Single-stage MOSS-TTS-Nano model with streaming audio output.

Uses the VoxCPM-style generator pattern: inference_stream() is stored per-request and yields one audio chunk per forward() call. The AR scheduler keeps the request alive until compute_logits() emits EOS.

config instance-attribute

config = hf_config

enable_update_additional_information class-attribute instance-attribute

enable_update_additional_information = True

has_postprocess class-attribute instance-attribute

has_postprocess = False

has_preprocess class-attribute instance-attribute

has_preprocess = False

have_multimodal_outputs class-attribute instance-attribute

have_multimodal_outputs = True

inject_omni_request_id_into_runtime_info class-attribute instance-attribute

inject_omni_request_id_into_runtime_info = True

model_path instance-attribute

model_path: str = model

requires_raw_input_tokens class-attribute instance-attribute

requires_raw_input_tokens = True

vllm_config instance-attribute

vllm_config = vllm_config

compute_logits

compute_logits(
    hidden_states: Tensor | OmniOutput,
    sampling_metadata: Any = None,
) -> Tensor

Emit per-row EOS / non-EOS logits to control AR scheduler lifetime.

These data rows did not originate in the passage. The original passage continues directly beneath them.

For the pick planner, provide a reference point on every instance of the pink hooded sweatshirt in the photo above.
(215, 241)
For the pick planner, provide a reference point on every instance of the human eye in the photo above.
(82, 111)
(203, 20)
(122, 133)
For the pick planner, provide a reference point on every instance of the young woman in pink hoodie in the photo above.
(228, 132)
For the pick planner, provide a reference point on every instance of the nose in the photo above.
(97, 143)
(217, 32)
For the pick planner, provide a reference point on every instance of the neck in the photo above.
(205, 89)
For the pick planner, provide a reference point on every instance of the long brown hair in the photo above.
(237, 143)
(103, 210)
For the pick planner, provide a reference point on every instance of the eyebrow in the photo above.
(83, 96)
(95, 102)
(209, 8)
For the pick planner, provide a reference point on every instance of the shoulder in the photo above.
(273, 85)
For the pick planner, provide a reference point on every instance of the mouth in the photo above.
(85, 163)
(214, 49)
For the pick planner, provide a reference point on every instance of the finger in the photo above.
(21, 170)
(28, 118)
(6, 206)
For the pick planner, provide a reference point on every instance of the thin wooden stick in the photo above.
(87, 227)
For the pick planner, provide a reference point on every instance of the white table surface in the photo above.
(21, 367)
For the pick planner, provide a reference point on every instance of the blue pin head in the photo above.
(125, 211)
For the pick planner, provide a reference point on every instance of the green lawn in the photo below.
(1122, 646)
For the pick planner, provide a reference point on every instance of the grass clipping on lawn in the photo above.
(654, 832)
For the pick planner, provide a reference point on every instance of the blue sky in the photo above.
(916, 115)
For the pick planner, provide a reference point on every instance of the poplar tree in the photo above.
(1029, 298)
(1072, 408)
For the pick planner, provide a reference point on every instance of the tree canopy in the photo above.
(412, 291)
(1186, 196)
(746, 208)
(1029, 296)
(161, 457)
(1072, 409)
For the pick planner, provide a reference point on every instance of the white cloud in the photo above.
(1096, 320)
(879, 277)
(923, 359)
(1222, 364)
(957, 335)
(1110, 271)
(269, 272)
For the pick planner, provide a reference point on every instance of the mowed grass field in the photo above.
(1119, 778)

Rows whose _ar_last_chunk_flags entry is True get EOS-dominant logits so the scheduler finishes that request; other rows get a non-EOS token so they stay alive for the next streaming chunk.

embed_input_ids

embed_input_ids(
    input_ids: Tensor,
    multimodal_embeddings=None,
    is_multimodal=None,
) -> Tensor

forward

forward(
    input_ids: Tensor | None = None,
    positions: Tensor | None = None,
    intermediate_tensors: Any = None,
    inputs_embeds: Tensor | None = None,
    runtime_additional_information: list[dict[str, Any]]
    | None = None,
    **kwargs: Any,
) -> OmniOutput

get_dummy_runtime_additional_information

get_dummy_runtime_additional_information(
    num_reqs: int,
) -> list[dict]

load_weights

load_weights(
    weights: Iterable[tuple[str, Tensor]],
) -> set[str]

on_requests_finished

on_requests_finished(
    finished_req_ids: set[str] | list[str],
) -> None

Release streaming generators for requests the scheduler finished.

forward() only pops generators on normal completion (is_last or StopIteration). Abnormal termination (cancel, timeout, preempt) would otherwise leak the generator and skip its finally block, stranding temp WAV files. Closing here raises GeneratorExit inside the generator so the cleanup block runs.